Fundamental principles of cyclical analysis

Pattern recurrence:

Financial markets do not move chaotically but are subject to periodic cycles that repeat over time, with highs and lows at specific intervals.

Multi-level cycles:

The cycles are characterized by different lengths and overlap. There are short, medium, and long-term cycles that, when combined, determine the overall market trend.

Cycle components:

Each cycle is described by three components: amplitude (the vertical extent of the movement), period or duration (the length of the cycle), and phase (the current position within the cycle).

Principle of the sum:

The movements observed in the markets are the result of the sum of all active cycles intersecting at that moment.

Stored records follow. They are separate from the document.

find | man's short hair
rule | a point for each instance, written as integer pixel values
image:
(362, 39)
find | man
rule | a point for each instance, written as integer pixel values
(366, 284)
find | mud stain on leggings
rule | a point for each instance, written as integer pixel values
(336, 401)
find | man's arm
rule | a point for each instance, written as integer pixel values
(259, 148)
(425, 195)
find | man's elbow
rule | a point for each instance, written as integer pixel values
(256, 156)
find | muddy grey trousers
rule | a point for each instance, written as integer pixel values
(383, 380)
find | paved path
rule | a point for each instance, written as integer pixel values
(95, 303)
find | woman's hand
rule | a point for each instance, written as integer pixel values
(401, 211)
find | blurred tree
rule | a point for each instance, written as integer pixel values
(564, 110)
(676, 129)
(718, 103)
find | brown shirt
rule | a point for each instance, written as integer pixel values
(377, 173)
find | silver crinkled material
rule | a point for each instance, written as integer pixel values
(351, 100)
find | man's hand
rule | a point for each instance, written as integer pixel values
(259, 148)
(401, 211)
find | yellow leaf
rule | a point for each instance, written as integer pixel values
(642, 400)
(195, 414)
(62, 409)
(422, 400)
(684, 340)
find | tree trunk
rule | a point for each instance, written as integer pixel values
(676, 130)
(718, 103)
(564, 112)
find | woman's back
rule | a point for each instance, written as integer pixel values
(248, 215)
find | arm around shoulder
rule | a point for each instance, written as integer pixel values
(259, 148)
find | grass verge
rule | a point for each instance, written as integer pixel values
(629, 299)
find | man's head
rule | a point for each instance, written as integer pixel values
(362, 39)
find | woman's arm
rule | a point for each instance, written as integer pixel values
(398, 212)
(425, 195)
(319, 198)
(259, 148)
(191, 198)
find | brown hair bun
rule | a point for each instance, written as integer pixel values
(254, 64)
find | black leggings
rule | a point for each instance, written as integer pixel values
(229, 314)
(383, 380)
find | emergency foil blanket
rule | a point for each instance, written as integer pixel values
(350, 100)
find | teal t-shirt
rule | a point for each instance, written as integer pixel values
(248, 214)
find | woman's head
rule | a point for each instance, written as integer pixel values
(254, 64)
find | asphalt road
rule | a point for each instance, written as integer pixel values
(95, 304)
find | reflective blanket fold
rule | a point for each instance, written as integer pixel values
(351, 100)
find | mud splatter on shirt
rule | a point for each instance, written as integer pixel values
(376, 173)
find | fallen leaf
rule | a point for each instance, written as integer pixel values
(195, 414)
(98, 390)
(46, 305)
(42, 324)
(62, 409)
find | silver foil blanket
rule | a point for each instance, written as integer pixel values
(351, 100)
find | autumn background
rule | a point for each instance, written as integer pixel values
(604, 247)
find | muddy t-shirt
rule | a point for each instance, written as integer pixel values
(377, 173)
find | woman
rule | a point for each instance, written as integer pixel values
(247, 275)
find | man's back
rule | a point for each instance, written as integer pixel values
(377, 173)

Synchronization and harmony:

Cycles tend to form coinciding lows ("synchronization") and are connected by relationships of multiples and sub-multiples of frequency ("harmony").

How it is used in trading

Identification of market phases:

The goal is to identify the phase of a market (recovery, expansion, slowdown, or decline) to understand the direction of the main trend.

Prediction of reversals:

Knowing the phase of the cycle and its duration allows for anticipating future turning points in the market, namely potential highs and lows.

Strategy construction:

Traders use these forecasts to define entry points, stop-loss, and take-profit, improving the effectiveness of their operational plan.

Tools used:

Specific indicators and methods based on fractal logic are employed to define cyclical structures and identify the forces acting on prices.

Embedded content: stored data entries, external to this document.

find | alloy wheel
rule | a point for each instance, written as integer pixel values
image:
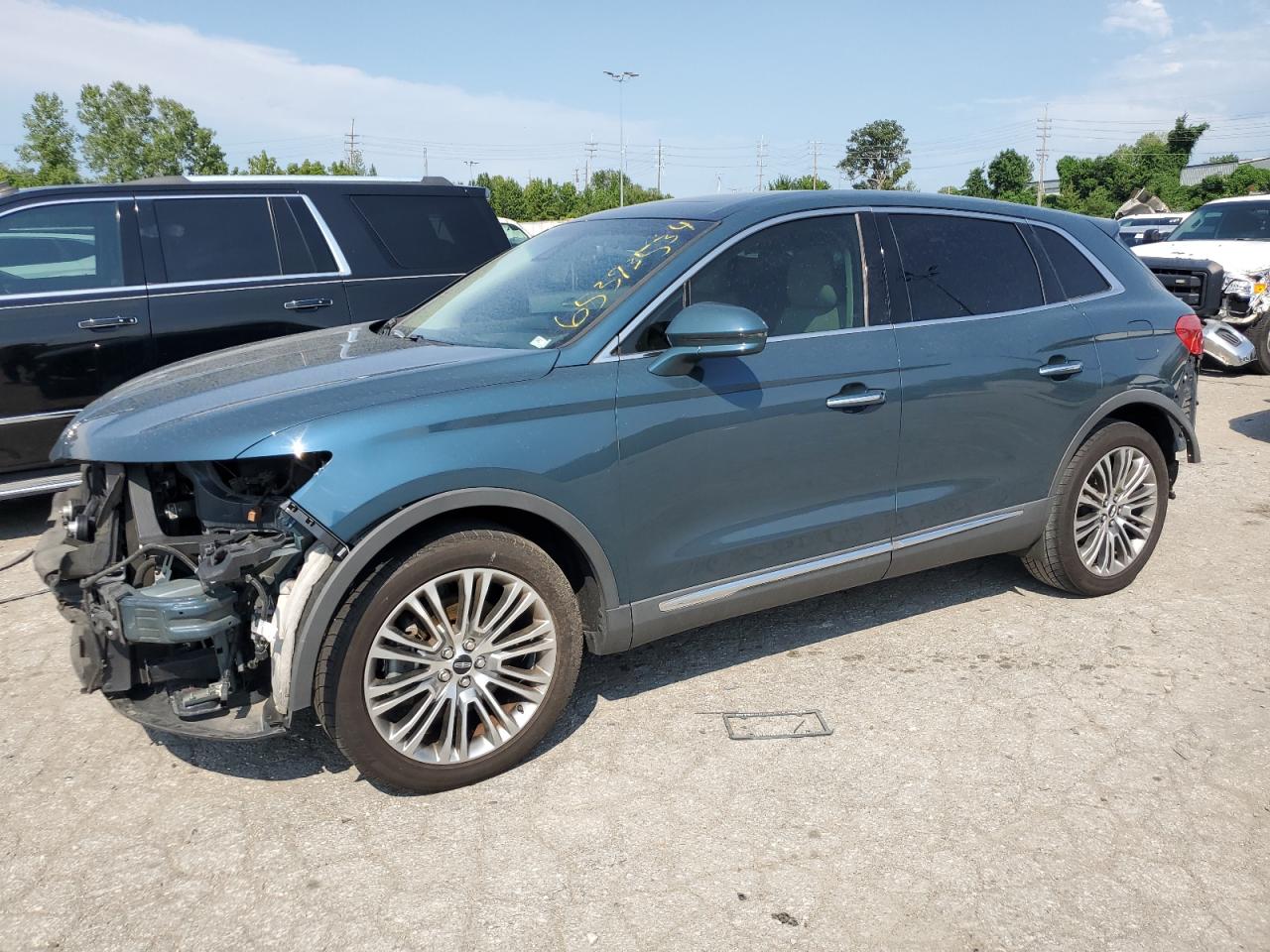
(460, 665)
(1115, 511)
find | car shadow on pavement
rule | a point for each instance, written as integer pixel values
(1255, 425)
(305, 751)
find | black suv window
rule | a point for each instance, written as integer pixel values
(1076, 273)
(435, 234)
(302, 245)
(802, 277)
(956, 266)
(70, 246)
(213, 239)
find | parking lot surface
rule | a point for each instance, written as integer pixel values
(1008, 770)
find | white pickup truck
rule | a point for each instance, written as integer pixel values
(1236, 234)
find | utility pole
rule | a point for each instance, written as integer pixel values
(1043, 132)
(350, 155)
(620, 77)
(590, 154)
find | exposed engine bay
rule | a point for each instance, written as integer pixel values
(185, 584)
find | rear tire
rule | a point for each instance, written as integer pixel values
(1106, 516)
(448, 665)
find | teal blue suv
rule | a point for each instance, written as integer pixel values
(633, 424)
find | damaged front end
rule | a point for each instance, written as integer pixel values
(185, 584)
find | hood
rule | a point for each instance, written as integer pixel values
(217, 405)
(1234, 257)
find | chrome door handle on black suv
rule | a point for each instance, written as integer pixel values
(856, 402)
(309, 303)
(1062, 368)
(107, 322)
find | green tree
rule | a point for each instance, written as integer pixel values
(878, 155)
(784, 182)
(976, 184)
(506, 195)
(128, 134)
(50, 143)
(1008, 175)
(309, 167)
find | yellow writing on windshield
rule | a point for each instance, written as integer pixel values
(657, 249)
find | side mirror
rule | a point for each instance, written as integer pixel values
(708, 329)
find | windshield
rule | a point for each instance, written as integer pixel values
(1233, 221)
(547, 293)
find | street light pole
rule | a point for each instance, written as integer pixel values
(620, 77)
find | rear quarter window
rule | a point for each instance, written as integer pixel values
(430, 234)
(1076, 273)
(959, 267)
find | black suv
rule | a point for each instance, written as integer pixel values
(99, 284)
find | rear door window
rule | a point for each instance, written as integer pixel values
(217, 239)
(960, 267)
(302, 245)
(1076, 273)
(430, 234)
(67, 246)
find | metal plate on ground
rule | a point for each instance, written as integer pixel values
(776, 725)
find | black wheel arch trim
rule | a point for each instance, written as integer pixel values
(1132, 398)
(343, 574)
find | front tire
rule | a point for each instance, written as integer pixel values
(448, 665)
(1107, 513)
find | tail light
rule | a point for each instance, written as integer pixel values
(1191, 331)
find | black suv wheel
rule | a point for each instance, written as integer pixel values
(448, 665)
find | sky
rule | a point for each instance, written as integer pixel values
(520, 87)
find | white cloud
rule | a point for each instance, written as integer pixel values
(255, 95)
(1147, 17)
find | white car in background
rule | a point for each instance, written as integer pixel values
(516, 235)
(1236, 234)
(1135, 227)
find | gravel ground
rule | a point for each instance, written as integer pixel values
(1008, 769)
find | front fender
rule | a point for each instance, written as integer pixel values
(343, 574)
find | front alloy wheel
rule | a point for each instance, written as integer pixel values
(460, 665)
(448, 665)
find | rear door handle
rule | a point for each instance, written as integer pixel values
(856, 402)
(107, 322)
(1067, 368)
(309, 303)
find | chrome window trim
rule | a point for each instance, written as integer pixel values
(36, 417)
(608, 352)
(104, 289)
(341, 270)
(1115, 286)
(726, 588)
(23, 299)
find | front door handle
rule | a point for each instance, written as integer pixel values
(856, 402)
(107, 322)
(309, 303)
(1065, 368)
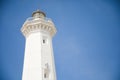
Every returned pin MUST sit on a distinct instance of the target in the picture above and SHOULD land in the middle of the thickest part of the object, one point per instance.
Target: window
(45, 76)
(44, 40)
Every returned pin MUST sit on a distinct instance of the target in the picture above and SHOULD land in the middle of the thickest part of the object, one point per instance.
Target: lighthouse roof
(38, 12)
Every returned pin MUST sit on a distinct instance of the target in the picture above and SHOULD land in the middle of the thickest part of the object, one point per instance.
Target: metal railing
(42, 19)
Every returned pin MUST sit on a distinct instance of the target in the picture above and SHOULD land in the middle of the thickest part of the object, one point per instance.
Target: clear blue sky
(87, 43)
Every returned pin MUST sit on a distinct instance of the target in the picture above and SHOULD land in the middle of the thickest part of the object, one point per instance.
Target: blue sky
(87, 43)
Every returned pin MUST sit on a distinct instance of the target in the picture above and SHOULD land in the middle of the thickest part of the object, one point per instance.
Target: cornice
(38, 24)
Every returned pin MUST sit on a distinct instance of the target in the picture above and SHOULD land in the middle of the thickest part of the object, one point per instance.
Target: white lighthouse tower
(38, 59)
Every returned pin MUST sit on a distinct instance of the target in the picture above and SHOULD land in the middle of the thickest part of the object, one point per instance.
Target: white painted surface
(38, 58)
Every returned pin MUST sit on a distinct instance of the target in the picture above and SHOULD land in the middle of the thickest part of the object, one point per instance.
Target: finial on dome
(38, 14)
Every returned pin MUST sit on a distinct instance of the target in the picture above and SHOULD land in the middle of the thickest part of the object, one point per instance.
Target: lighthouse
(39, 64)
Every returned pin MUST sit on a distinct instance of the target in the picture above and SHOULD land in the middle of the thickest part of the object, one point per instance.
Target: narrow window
(44, 41)
(45, 76)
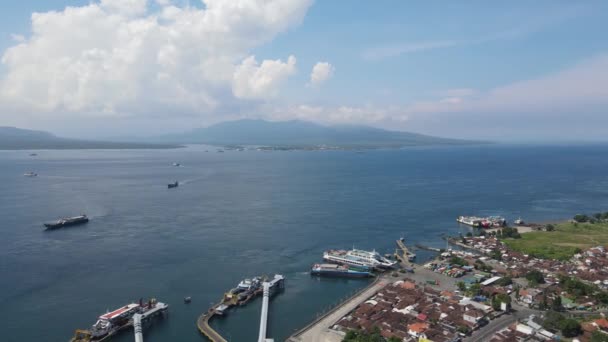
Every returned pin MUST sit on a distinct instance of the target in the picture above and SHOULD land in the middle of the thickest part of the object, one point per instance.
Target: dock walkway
(203, 326)
(317, 331)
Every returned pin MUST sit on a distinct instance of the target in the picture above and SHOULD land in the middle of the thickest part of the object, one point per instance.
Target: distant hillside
(300, 133)
(12, 138)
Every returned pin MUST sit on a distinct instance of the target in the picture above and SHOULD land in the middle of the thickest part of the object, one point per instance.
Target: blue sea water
(240, 214)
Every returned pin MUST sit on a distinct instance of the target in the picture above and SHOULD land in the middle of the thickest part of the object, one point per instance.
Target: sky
(504, 71)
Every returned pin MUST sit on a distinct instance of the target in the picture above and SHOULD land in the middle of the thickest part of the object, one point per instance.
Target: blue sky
(516, 70)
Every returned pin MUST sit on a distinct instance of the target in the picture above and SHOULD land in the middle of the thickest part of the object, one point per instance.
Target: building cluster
(590, 265)
(529, 329)
(411, 312)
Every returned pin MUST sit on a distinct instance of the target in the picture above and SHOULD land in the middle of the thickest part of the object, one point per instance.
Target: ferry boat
(333, 270)
(483, 222)
(473, 221)
(358, 258)
(68, 221)
(111, 323)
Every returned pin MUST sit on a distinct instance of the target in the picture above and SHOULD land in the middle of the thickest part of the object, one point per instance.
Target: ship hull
(341, 274)
(51, 226)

Advantages of the cyclical approach

It provides a more holistic and philosophical perspective, going beyond short-term fluctuations to understand the natural "rhythm" of the markets.

It allows for contextualizing the current trend within a broader framework, helping to navigate the markets more securely.

It offers a method to interpret historical events and link them to current dynamics, providing a "map" for investments.